All the ISPs I've used block the relevant ports.

[–] i_am_hiding@aussie.zone 3 points 11 months ago

I've been running one with a dozen or more users on bare metal at home for the last two years. A little bit of spam but otherwise fine. No deliverability issues or anything.

[–] xyguy@startrek.website 12 points 11 months ago (1 children)

Can, yes.

Should, maybe.

Enjoy doing, unlikely.

And for sure your home isp has all the email ports blocked upstream.

With all that being said, to call SMTP dead is wildly insane. I do figure it will die someday though. Probably around the same time of universal IPV6 adoption during the year of the linux desktop.

[–] denshirenji@lemmy.world 3 points 11 months ago (1 children)

My ISP doesn't. It an electric company that offers fiber, so not your typical telecommunications company.

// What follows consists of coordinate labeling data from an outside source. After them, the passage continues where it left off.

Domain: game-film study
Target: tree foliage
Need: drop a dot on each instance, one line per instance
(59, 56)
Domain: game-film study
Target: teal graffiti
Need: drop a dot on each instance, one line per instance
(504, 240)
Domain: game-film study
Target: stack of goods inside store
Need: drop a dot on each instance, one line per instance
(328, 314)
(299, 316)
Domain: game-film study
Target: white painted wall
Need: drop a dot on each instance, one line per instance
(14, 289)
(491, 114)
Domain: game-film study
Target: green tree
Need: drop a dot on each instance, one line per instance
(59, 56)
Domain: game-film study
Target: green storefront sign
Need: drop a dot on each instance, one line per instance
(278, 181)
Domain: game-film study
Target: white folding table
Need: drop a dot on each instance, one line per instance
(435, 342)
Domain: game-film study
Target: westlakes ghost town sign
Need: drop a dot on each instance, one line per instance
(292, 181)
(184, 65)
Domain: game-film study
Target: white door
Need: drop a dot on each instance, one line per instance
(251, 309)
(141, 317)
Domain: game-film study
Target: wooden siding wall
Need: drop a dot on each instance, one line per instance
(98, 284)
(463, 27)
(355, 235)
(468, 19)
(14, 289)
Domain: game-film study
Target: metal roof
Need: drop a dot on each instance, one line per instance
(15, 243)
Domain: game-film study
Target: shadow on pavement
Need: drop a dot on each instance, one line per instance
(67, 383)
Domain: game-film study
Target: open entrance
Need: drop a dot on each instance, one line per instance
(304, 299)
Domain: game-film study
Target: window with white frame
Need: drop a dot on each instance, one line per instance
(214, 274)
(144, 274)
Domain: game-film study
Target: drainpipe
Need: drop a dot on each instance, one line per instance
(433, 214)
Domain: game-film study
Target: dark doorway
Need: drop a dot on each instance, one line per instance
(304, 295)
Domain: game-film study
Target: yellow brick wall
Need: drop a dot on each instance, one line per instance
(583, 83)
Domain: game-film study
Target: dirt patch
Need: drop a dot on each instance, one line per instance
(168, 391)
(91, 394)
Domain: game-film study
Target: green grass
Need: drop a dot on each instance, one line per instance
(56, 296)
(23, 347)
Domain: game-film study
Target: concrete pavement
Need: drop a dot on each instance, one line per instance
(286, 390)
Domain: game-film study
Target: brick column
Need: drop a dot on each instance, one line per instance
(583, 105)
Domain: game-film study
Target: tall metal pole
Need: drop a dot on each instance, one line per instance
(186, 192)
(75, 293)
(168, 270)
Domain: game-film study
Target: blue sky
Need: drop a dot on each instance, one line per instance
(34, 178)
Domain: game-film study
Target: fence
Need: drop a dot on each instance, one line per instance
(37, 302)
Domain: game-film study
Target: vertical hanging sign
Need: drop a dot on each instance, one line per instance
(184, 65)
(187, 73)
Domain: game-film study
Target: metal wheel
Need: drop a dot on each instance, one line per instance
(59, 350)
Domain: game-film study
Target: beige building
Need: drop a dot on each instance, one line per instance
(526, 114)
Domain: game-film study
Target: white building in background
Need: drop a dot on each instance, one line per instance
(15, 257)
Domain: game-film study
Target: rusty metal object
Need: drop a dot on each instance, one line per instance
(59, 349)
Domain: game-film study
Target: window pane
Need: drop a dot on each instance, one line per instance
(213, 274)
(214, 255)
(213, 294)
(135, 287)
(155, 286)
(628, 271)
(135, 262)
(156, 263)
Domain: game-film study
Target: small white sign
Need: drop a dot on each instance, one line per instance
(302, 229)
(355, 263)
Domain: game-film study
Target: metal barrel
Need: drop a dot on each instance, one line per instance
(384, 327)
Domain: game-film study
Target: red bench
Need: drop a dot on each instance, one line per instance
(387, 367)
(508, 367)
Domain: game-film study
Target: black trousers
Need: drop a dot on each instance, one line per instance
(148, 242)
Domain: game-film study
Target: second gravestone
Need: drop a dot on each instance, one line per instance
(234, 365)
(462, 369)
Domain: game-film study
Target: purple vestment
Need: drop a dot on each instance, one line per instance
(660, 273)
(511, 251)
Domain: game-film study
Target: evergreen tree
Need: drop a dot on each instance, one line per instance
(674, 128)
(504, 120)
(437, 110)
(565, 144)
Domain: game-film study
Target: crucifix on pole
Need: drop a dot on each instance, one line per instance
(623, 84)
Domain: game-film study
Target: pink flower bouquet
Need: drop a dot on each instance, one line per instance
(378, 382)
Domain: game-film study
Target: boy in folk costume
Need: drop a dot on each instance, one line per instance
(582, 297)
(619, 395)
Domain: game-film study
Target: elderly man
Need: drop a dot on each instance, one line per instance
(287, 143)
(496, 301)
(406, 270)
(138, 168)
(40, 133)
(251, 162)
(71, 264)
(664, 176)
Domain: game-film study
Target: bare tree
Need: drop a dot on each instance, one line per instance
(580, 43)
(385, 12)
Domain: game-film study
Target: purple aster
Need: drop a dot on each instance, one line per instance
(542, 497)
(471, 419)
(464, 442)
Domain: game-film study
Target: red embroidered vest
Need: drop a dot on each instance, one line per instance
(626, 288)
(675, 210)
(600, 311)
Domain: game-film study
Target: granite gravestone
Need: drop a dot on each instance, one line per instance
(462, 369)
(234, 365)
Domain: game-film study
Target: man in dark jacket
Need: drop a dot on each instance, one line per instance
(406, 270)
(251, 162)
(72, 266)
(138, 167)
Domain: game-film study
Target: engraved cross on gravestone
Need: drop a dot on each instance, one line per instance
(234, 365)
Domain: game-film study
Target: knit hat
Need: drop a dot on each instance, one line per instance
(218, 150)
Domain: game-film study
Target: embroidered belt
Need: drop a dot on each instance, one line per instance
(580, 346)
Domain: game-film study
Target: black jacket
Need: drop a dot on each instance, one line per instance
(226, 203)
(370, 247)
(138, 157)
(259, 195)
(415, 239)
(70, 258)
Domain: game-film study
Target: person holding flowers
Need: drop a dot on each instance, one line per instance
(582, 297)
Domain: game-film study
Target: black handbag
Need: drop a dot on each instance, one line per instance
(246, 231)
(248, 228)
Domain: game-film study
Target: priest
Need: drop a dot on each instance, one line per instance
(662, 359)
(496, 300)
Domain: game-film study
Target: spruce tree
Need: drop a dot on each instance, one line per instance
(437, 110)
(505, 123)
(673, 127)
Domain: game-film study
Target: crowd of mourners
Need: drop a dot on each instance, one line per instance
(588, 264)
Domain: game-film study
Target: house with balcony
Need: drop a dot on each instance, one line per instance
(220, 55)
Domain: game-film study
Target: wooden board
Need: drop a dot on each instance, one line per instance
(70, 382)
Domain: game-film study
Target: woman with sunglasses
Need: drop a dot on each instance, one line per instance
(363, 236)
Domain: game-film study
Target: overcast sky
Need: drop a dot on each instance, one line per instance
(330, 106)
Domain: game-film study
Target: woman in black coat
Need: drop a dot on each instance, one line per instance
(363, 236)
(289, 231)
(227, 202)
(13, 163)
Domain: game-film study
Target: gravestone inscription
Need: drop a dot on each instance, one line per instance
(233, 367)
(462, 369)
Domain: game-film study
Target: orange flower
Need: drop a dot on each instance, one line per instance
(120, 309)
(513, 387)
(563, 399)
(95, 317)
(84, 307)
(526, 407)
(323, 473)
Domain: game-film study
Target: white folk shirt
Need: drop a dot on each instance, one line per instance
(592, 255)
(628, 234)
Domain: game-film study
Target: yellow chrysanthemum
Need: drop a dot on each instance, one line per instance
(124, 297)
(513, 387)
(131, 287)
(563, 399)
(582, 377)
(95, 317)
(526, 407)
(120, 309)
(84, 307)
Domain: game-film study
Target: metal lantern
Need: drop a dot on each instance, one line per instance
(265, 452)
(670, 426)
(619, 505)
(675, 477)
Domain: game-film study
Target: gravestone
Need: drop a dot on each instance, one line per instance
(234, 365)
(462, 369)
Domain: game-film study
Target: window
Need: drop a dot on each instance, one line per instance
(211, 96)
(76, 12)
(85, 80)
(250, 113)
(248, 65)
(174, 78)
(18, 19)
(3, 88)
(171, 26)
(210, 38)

Still though, not a single blocked port.

On topic, I tried an email server and it is too much of a pain in the ass IMHO, without the requisite training and experience, but certainly not impossible.

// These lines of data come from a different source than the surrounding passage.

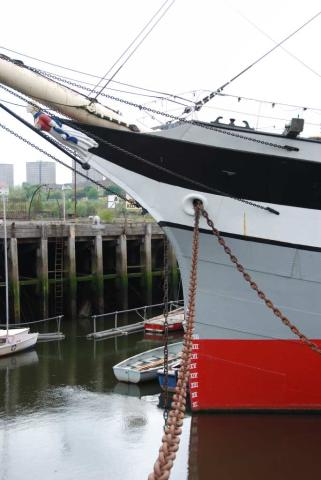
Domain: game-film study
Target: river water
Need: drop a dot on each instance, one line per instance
(63, 416)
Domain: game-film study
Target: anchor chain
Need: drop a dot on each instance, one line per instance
(173, 429)
(247, 277)
(165, 313)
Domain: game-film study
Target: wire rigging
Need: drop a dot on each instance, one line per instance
(129, 47)
(275, 42)
(198, 105)
(89, 74)
(53, 157)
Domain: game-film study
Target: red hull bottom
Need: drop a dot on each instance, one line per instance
(255, 375)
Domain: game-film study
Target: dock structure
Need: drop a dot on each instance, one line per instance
(104, 259)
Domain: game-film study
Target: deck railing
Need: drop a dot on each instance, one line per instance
(141, 313)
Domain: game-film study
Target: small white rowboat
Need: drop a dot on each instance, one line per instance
(144, 366)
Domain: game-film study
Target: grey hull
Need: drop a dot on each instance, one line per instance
(227, 307)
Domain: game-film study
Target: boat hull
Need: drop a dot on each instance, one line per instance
(279, 247)
(255, 375)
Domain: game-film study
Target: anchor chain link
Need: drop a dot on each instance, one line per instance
(247, 277)
(173, 429)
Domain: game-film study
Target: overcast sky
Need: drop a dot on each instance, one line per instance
(197, 45)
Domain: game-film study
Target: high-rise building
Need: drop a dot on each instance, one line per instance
(40, 173)
(6, 174)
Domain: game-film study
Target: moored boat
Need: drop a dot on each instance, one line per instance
(262, 190)
(168, 381)
(144, 366)
(175, 321)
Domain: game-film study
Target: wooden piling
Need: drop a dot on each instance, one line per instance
(146, 262)
(14, 278)
(71, 270)
(42, 272)
(121, 269)
(98, 272)
(174, 274)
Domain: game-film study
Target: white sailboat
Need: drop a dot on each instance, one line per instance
(15, 339)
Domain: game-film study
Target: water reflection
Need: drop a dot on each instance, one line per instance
(265, 447)
(64, 416)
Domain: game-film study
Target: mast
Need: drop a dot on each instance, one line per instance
(18, 76)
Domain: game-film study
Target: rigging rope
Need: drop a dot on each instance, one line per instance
(41, 150)
(87, 74)
(198, 105)
(131, 44)
(148, 162)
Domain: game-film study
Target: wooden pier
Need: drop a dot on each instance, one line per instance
(93, 256)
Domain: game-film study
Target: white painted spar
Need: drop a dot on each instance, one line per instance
(58, 97)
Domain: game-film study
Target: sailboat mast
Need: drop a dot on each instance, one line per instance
(3, 194)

[–] dgriffith@aussie.zone 3 points 11 months ago (1 children)

My most recent ISP does CGNAT. They don't hide it, it's mentioned in their support pages. A quick email is all it takes to switch you over to an open address though.

Anyway I've got a $5/mo server with akami that looks after my email and it's associated domain.

It took about three hours of following a guide to set up DMARC and etc etc and it works unobtrusively, and is about ten times faster than my old ISP IMAP account that I had for about twenty years.

[–] denshirenji@lemmy.world 3 points 11 months ago (1 children)

Do you have a link to the guide by any chance? I might try it again using one of my throw away domains as a test.

[–] dgriffith@aussie.zone 2 points 11 months ago (1 children)

It was one of LinuxBabe's guides - this one:

https://www.linuxbabe.com/mail-server/setup-basic-postfix-mail-sever-ubuntu

There is a more recent one that uses a shell script to install all the bits and pieces but I prefer to do it myself so I've got at least some idea of how all the pieces work.

[–] denshirenji@lemmy.world 1 points 11 months ago

This is very helpful. Thank you!

[–] smiletolerantly@awful.systems 3 points 11 months ago

Yeah. I've had zero problems hosting my mail on a bare metalachine in a datacenter. They arrive just like they should, plus it's just so freeing to host it yourself.